Lorinda Stewart’s story is one that few parents will ever experience but most fear.

Lorinda Stewart’s story is one that few parents will ever experience but most fear.

Her daughter was kidnapped in a war-torn country and released 460 days later after a large ransom was paid by friends, family and others.

Stewart is the mother of Amanda Lindhout, a former freelance journalist who was kidnapped in Somalia in 2008 and released in Nairobi 15 months later after a ransom was paid by friends, family and others.

“I barely recognized her— the skeletal girl that emerged from the car,” said Stewart.

“She was so weak she needed a wheelchair. She had bald spots where her hair had fallen out from malnutrition... she had bruises on her ankles from where she was forced to wear chains for 15 months. But the hardest thing to bare was the haunted look in her eyes.”

Stewart was instantly filled with a rage and hatred that contradicted everything she believed. The Canmore mother of five plotted revenge on her daughter’s captors.

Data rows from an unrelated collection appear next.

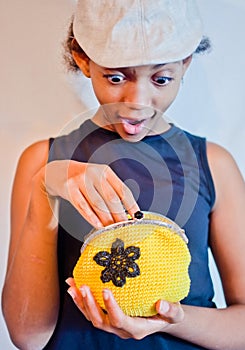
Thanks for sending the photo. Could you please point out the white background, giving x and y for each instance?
(37, 99)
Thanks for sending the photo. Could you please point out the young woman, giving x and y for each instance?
(126, 158)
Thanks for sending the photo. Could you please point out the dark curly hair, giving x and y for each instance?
(70, 44)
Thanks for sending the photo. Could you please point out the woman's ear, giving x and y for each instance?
(82, 61)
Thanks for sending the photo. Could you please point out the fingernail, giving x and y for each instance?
(67, 281)
(138, 215)
(71, 292)
(106, 294)
(83, 292)
(164, 306)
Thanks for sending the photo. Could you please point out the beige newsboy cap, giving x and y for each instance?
(124, 33)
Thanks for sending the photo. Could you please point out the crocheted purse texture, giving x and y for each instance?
(140, 261)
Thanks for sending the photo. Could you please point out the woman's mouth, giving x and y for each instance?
(132, 127)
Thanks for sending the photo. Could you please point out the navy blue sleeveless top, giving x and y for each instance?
(168, 174)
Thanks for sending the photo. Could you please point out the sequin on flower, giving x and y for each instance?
(120, 263)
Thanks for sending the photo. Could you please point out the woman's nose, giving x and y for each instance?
(137, 95)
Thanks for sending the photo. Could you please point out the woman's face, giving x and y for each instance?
(134, 99)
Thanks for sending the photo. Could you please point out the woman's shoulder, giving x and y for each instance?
(34, 157)
(227, 177)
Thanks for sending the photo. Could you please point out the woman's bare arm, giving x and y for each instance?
(30, 296)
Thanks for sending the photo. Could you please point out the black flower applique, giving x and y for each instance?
(120, 263)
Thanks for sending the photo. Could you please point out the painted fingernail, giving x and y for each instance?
(83, 292)
(164, 306)
(71, 292)
(138, 215)
(106, 294)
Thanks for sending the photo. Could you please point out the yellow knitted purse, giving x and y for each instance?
(140, 261)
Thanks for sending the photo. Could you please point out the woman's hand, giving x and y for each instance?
(93, 189)
(115, 321)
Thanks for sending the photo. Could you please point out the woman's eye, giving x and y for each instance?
(115, 78)
(161, 81)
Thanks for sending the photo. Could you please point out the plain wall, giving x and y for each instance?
(37, 100)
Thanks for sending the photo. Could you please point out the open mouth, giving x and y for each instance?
(132, 127)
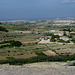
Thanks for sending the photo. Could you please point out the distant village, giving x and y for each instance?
(57, 36)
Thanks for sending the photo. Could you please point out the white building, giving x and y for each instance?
(65, 38)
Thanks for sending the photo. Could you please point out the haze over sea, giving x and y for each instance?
(36, 9)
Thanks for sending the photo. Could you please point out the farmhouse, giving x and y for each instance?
(44, 39)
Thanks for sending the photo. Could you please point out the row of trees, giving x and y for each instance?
(59, 58)
(12, 44)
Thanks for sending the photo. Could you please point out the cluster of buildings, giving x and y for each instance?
(47, 39)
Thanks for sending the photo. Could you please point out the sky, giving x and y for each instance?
(36, 9)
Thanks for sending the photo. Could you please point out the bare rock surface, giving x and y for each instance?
(37, 69)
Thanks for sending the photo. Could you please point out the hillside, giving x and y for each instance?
(36, 69)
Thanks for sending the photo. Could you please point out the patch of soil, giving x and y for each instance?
(49, 52)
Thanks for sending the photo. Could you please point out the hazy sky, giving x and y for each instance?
(36, 9)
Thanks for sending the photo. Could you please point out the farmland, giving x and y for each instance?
(30, 47)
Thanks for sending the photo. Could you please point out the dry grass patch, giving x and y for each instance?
(49, 52)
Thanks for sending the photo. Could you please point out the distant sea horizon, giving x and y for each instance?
(35, 19)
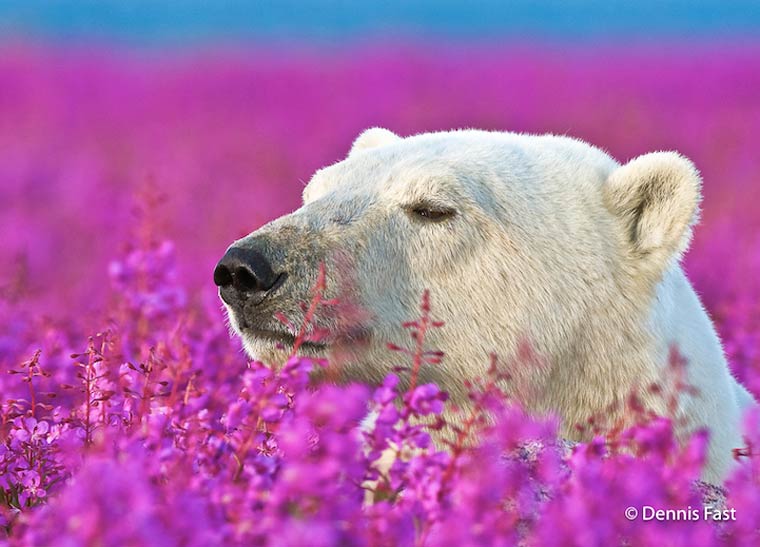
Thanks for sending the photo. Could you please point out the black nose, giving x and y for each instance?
(245, 270)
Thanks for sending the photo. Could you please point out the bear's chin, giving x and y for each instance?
(275, 351)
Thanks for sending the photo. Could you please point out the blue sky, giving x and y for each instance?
(193, 21)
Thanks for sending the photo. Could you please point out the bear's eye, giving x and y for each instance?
(429, 212)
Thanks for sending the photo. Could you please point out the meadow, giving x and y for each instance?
(130, 417)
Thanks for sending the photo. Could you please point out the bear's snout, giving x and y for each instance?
(244, 274)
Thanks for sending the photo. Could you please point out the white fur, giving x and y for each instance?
(552, 242)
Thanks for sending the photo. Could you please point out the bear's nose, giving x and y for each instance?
(245, 270)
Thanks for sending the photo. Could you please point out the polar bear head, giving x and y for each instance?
(543, 239)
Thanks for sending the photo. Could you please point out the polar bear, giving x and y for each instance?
(518, 237)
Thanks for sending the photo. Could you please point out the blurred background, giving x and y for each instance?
(226, 108)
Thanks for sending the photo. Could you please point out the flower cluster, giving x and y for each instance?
(128, 416)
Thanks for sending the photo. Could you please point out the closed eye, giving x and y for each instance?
(430, 212)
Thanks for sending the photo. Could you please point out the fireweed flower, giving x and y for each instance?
(159, 432)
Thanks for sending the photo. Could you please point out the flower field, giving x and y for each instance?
(130, 417)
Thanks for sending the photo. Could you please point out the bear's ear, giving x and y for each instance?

“I didn’t recognize the person I had become,” said Stewart.

“In that moment I realized how easy it would be to become just like them. I had the capacity to be them. It shocked me and finally woke me up. This is exactly how wars and endless violence are perpetuated. You hurt me. Now I must hurt you.”

Stewart said she realized pursuing revenge would only continue to hurt herself and her family.

Stewart said her daughter returned home carrying the message of forgiveness. Stewart said as any parent knows it is easier to forgive someone who hurt you than it is to forgive someone who has hurt your child.

But Stewart preached forgiveness in her address to the Earthdance Red Deer 2012 crowd at Veteran’s Park on Saturday.

The global Earthdance music and dance festival celebrates peace, love, justice and environmental consciousness in hundreds of communities around the world each year.

“It is no longer enough to cry peace and throw up the peace sign,” said Stewart.

“It is not enough if the only time you preach peace is when everything is going smoothly in your life. Peace is synonymous with forgiveness.

“You cannot have one without the other. Peace is a choice that we make every single time someone offends us. Sometimes that choice will be presented to us 100 times a day. If world peace is what we truly wish for, we must live peace and must teach our children peace.”

Earthdance Red Deer has been observed in the city for seven years.

The focus of the event is a non-denominational Prayer For Peace when people around the world wish for peace at the same time.

“We feel if enough people do it around the world, we can make a difference,” said Jan Underwood, a Earthdance Red Deer committee member. “We should think globally. Every little bit helps with thoughts and deeds and trying to avoid conflict and think of the bigger picture.”

The charities of choice this year were The Global Enrichment Foundation, Lindhout’s charity that supports Somali women, and MAGsparks, a Red Deer and District Museum and Art Gallery program that provides visual art-making opportunities for persons with disabilities and others in the community.